Recite me link

1) Can you please confirm the number of patients that you saw in 2016/2017, 2017/2018, and 2018/2019 for each of the following:
a. Total Ophthalmology monitoring/follow-up appointments
b. New glaucoma diagnosis appointments
c. Routine glaucoma monitoring/follow-up appointments
d. Urgent glaucoma monitoring/follow-up appointments
2) Please confirm how many patients are currently under the care of the hospital trust for the monitoring of their glaucoma
3) Please confirm how many of the glaucoma patients under your care are classified as:
a. Routine/Stable
b. Urgent/non-stable
4) Of the patients seen for glaucoma within the last 12 months, can you please confirm how many patients:
a. Were seen on or within 2 weeks of their review date.
b. Were seen within 2-4 weeks of their review date.
c. Were seen within 1-3 months of their review date.

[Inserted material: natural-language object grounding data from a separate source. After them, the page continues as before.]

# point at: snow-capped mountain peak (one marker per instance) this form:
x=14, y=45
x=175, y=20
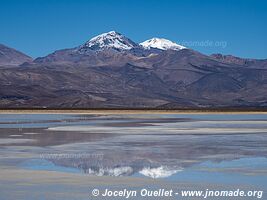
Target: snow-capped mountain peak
x=109, y=40
x=161, y=43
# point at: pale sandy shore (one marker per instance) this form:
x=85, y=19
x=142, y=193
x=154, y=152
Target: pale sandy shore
x=28, y=184
x=86, y=111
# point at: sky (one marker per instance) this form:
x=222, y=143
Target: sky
x=39, y=27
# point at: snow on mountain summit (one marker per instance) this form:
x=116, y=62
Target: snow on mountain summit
x=161, y=43
x=108, y=40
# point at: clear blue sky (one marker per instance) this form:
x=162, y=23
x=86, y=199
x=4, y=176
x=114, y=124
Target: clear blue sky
x=38, y=27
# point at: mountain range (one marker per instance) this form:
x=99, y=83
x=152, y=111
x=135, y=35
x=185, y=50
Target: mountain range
x=112, y=71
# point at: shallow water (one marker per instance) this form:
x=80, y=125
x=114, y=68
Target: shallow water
x=196, y=148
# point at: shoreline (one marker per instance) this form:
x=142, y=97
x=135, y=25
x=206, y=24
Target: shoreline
x=128, y=111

d. Were seen within 3-6 months of their review date.
e. Were seen within 6-12 months of their review date.
f. Were seen, but over 12 months of their review date.
g. Were not seen, and were over 12 months from their review date.
h. Were not seen, as they were not due their review appointment yet.
5) Please confirm how many glaucoma patients are currently outstanding their review appointment on the following basis:
a. Currently between 0-1 month past their scheduled review date.
b. Currently between 1-3 months past their scheduled review date.
c. Current between 3-6 months past their scheduled review date.
d. Currently between 6-12 months past their scheduled review date.
e. Currently over 12 months past their scheduled review date.
f. Are currently past their review date, but you are not certain of how far past their review date the patient is.
6) Please confirm where you are paid by your CCG(s) on a block contract, on a tariff payment per episode basis, or on an alternative payment method for glaucoma services. If you are paid on an alternative method, please provide details.
7) Please confirm the patient pathway in your trust for Glaucoma Diagnosis and Glaucoma Monitoring within your service?
8) Please confirm whether this service the patient pathway in your trust for Glaucoma Diagnosis and Glaucoma Monitoring is delivered wholly by staff employed by your hospital trust, or whether this is partially or wholly delivered by another provider. If this is delivered by another provider, please also confirm:
a. What proportion is delivered by other providers?
b. Who is the provider delivering this service on your behalf?
c. Where is this service delivered?
d. What elements of the service do they deliver? Is this the diagnostics only, consultant oversight, treatment or all elements?
9) Please confirm the address of all locations that the service the patient pathway in your trust for Glaucoma Diagnosis and Glaucoma Monitoring is delivered from.